O sacolejo do busão funcionou como uma betoneira misturando a minha argamassa. Conforme sentia a mágica acontecer, me caiu uma ficha: o terrível clichê sobre o perigo de se conseguir aquilo se deseja. Súbito, eu me percebi em uma caixa de metal com as janelas quase todas fechadas, prestes a desencadear um Chernobyl sobre aquelas pobres pessoas inocentes voltando pra casa depois de um dia exaustivo de trabalho. Com a mão trêmula, senti o borbulhar no baixo ventre. Eu era uma bomba-relógio. Oh meu deus, o que foi que eu fiz??


Como se já pudessem de antemão sentir o cheiro da minha culpa, as duas senhorinhas sentadas na minha frente começaram a falar sobre deus. Uma delas tirou uma biblia da bolsa e as duas avózinhas muito fofinhas diziam que cristo isso, o padre aquilo, e esses jovens de hoje em dia que estão impossíveis, e você viu na televisão ontem, meniiiiina nem te conto, mas deus é mais, sangue de cristo tem poder e etecétara etecétara. O cara em pé atrás de mim enfiava o cotovelo nas minhas costelas toda vez que mandava mensagem no celular, e aquele vuco-vuco e mexe pra cá, aperta pra lá, e o motor tremendo no chão, e cada lombada uma emoção e ôôôô motorista tá transportando gado, é? e as avózinhas amém amém amém eu ali, carregando no ventre o rebento de satanás, me sentindo a menina do exorcista, só conseguia pensar que, bicho, se eu peidar em cima dessa carola o que é que jesus vai pensar de mim?
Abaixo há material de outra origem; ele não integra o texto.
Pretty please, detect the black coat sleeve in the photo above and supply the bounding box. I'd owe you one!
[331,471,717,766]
Lembrei de todos os filmes de super-herói em que o mocinho, de posse de um dispositivo termonuclear, pula no rio ou voa pro espaço sideral pra salvar a cidade da explosão. Era aquele o momento pra o qual eu havia me preparado todos esses anos assistindo dragon ball e lendo homem-aranha. Era chegada a hora e vez de plínio matraga. Dei sinal e dei no pinote empurrando geral. Sai da frente que eu tenho que salvar a sua vida, mano!


O ônibus parou e, no espaço imensurável do pulinho da escada pra a calçada, aconteceu. Um arroto: e o universo transbordou de mim.


Minha amiga de casa, vou te contar que eu arrotei querendo chorar. Aquilo não foi simples eructação, não senhor. Era um grito de liberdade! Eu era o simba rugindo na pedra do rei! Eu era a kate winslet de braços abertos na ponta do titanic! Eu era britiney careca quebrando um carro com o extintor de incêndio! Eu era livre, leve, dono do meu corpo, praticamente um comercial de absorvente! A cada arroto que urrava, mais eu me sentia uma bailarina fazendo um, dois, pliêêê, um, dois, pirueta, pliêêê, très jolie…


Meu arroto  —  meu nêmesis, meu everest  —  estava agora livre pra percorrer o mundo e espalhar a sua mensagem. Nos despedimos, e eu pude finalmente voltar pra casa sem medo de riscar um fósforo e explodir o prédio.


Terminei minha noite-que-tinha-tudo-pra-dar-certo tomando um chá digestivo feito pela roommate, deitado de perna aberta e abraçado com minha cachorra, com quem tenho intimidade suficiente para compartilhar certas sublimações sem maiores constrangimentos.


Adormeci meditando sobre o peso de um peido.